Ce qui est caractéristique des auteurs du siècle, ce qui doit être écrit dans les études

En dehors des controverses occasionnelles, la plus puissante de toutes par le caractère fervent qu’elle a provoqué, au-delà de toute œuvre et étude : l’annonce par tous de l’Evangile du Christ ; Celle-ci a démontré la vérité de l’observance chrétienne, et qu’il faut l’embrasser elle seule et répudier toutes les autres. Par elle furent convaincus divers juifs par des arguments qu’il était le Christ si longtemps attendu parmi eux, Messie et vrai Dieu, et Fils du Père éternel. Alors furent accomplies en vérité, le concernant, les oracles qui avaient été annoncés par les prophètes. Et de la Loi de Moïse, les cérémonies et sacrifices furent annulés et abrogés. Or les païens et ceux qui suivent les cultes des idoles ne furent pas tous convaincus, qu’il n’y a pas plusieurs dieux, mais seulement un seul, créateur du ciel et de la terre ; Que le Christ est son véritable Fils unique, engendré par le Père, qu’il est un avec Dieu et qu’il est Dieu ; Qu’ il a racheté les hommes en établissant pour les hommes des lois d’adoration et les institutions de vie les plus propres et les plus sacrées. Qu’il a reçu une chair humaine, et elle-même, avait été trompée, polluée au plus haut point par des cultes innommables, criminels et mauvais. Néanmoins, il a été mis à mort par les impies et les juifs, tandis que nos auteurs les plus brillants montraient à tous sa divinité, et ont prouvé de façon irréfutable sa naissance, sa mort et sa résurrection. Ils ajoutèrent aussi ce qui concerne la résurrection des morts, et comment les œuvres de nos vies nous donnerons les supplices éternels ou la félicité éternelle. Combien ajoutèrent les miracles à la doctrine, que la plupart signaient de leur sang. Ils ont conduit les nouveaux chrétiens à la foi, instruisaient par les préceptes de la loi nouvelle, et formaient les païens, via des explications rejetées par les juifs, à l’observance de Dieu. Ils les instruisaient chacun dans ce qui devait être surpassé, grâce à la naissance offerte dans le baptême d’un Christ enterré mais également ressuscité, vie d’une grâce nouvelle, offrant à ceux qui sont mortels, une nouvelle naissance. Après qu’ait été repris le sacrement de la régénération, ceux qui étaient séparés de notre foi ouvraient le Saint des Saints, célèbre pour tous et que cachaient certains, a été révélé le mystère de la Trinité et les Sacrements, et en particulier l’Eucharistie. Les premiers furent exhortés par elle, dispensant une foi constante.

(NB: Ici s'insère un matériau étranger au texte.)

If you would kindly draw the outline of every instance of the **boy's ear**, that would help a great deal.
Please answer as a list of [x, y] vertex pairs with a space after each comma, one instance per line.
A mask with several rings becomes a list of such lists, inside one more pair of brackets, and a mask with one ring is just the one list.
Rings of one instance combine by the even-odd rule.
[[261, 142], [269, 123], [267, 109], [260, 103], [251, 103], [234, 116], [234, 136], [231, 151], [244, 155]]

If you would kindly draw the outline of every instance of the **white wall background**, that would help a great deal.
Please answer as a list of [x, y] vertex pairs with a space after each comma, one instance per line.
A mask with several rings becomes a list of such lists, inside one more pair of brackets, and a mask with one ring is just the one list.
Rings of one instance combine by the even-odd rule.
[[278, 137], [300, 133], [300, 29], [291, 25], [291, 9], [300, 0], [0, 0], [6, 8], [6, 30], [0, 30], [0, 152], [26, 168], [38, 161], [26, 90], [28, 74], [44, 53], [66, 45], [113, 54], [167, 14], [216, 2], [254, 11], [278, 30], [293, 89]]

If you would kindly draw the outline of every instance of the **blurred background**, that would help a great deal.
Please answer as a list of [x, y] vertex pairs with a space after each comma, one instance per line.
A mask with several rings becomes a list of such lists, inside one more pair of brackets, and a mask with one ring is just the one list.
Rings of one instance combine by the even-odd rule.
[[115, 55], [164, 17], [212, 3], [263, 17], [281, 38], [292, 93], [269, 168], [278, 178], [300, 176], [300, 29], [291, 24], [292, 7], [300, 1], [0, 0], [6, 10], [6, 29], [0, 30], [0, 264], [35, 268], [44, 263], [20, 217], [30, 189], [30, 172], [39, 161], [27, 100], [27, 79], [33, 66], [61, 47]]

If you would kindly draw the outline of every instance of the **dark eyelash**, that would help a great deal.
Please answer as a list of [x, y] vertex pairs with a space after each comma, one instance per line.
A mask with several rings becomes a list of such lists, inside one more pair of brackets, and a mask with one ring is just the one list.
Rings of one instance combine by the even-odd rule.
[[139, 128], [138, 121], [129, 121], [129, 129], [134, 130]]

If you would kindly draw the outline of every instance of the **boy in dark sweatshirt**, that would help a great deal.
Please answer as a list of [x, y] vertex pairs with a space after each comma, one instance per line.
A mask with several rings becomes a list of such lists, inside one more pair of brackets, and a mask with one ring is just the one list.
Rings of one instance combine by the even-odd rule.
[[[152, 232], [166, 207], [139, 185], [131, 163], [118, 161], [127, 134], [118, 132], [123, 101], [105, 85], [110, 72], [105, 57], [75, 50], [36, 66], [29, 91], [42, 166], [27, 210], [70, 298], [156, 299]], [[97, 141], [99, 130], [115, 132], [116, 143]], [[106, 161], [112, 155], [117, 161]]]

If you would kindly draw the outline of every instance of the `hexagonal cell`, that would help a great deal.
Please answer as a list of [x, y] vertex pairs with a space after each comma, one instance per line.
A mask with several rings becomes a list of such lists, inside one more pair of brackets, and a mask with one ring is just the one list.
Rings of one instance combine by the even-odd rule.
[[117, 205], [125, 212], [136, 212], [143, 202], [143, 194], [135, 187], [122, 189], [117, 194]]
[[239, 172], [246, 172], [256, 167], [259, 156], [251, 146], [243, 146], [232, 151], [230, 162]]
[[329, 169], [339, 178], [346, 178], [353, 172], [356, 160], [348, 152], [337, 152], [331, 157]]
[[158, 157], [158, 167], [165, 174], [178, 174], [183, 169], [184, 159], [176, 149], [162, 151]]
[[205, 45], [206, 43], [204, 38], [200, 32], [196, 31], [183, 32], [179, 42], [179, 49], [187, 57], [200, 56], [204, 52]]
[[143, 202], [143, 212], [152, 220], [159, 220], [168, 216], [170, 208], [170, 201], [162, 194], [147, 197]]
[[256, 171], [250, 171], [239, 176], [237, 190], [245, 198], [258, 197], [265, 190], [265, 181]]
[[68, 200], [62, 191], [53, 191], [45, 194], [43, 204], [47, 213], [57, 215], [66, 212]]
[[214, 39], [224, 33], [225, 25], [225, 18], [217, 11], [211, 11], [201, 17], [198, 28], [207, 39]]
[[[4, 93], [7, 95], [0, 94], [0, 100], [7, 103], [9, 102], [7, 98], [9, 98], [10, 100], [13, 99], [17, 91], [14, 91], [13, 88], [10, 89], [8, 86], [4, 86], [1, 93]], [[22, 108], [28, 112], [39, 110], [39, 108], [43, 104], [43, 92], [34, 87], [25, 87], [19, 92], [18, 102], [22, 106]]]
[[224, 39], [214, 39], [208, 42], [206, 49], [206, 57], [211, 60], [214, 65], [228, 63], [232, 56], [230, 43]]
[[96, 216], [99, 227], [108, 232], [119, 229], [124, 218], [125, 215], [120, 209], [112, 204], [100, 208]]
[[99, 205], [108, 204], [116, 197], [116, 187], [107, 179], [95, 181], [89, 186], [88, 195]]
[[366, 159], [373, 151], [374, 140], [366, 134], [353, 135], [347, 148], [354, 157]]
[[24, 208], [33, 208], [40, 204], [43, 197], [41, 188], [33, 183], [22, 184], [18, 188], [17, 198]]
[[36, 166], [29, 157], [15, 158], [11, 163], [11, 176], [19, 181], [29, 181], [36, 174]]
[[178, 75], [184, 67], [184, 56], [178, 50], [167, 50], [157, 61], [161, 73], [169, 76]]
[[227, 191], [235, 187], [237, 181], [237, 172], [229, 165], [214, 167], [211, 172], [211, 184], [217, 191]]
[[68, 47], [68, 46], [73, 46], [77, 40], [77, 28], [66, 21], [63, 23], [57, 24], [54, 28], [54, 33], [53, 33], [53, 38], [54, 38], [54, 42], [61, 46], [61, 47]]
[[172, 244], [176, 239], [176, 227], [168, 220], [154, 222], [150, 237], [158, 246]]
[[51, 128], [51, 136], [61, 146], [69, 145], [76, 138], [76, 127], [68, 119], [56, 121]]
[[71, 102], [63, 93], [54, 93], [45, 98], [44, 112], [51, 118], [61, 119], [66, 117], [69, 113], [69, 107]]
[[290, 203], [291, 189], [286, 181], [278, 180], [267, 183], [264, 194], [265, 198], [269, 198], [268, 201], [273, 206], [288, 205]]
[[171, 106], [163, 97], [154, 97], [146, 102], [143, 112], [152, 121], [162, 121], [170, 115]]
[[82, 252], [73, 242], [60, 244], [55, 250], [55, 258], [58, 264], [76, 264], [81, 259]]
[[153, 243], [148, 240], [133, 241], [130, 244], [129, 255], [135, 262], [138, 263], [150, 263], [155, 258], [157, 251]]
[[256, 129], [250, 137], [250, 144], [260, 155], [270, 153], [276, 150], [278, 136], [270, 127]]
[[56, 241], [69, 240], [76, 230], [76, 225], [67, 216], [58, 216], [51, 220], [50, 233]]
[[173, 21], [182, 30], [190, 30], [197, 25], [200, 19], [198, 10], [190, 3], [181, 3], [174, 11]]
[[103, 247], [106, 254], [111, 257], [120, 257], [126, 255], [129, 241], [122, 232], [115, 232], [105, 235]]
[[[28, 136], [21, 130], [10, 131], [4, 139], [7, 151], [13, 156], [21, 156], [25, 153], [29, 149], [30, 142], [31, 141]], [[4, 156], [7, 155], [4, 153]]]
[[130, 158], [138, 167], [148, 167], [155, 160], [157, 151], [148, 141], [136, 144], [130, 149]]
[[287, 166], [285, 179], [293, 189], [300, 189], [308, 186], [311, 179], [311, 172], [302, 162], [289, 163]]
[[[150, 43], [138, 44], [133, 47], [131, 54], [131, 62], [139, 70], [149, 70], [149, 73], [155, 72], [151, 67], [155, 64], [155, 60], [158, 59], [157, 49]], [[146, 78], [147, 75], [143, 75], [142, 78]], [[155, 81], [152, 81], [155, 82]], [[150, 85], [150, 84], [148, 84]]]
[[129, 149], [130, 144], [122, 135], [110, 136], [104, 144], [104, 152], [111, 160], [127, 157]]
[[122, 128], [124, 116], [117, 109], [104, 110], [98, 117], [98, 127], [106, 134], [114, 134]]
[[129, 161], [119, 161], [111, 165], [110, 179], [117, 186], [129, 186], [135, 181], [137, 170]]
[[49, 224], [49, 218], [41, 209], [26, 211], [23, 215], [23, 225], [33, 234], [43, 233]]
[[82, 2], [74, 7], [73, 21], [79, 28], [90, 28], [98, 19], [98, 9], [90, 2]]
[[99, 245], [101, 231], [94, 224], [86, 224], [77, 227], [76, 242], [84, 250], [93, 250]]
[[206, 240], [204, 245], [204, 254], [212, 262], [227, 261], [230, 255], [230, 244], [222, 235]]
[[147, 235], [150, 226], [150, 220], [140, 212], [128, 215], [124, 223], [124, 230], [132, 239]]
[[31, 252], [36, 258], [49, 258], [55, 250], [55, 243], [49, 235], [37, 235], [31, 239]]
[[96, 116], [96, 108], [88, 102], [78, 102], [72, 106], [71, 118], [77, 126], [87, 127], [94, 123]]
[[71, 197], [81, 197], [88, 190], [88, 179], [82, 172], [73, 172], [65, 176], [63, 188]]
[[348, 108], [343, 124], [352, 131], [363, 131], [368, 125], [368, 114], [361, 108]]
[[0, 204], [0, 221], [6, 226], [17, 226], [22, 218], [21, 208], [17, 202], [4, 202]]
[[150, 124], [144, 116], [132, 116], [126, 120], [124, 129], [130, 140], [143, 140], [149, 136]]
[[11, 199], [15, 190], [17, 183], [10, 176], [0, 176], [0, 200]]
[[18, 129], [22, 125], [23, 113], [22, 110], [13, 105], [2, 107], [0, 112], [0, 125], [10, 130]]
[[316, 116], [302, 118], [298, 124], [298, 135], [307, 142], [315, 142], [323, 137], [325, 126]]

Des lettres de direction les défendaient quelles que soient les tortures endurées, les secourant vraiment. Elles étaient écrites par des hommes vrais aux mérites excellents, par leurs actes de martyr, leurs voyages, leurs dangers, leur travaux, leurs luttes, leurs souffrances et leurs supplices. Par les canons établis venant des apôtres ou de leur successeurs dans l’explication de la doctrine, ils ont laissé des écrits sur des idées et des pratiques de sanctification. Ces lettres laissées par des chrétiens ou des évêques enflammaient les persécutions qui furent endurées avec la plus grande patience. Celles subies par nos Pères repoussèrent et corrigèrent parmi les plus grands péchés de l’Eglise naissante : en effet, certaines âmes furent aussi corrompues et se tournèrent vers des plumes aux doctrines perverses, aux erreurs néfastes des hérésies naissantes.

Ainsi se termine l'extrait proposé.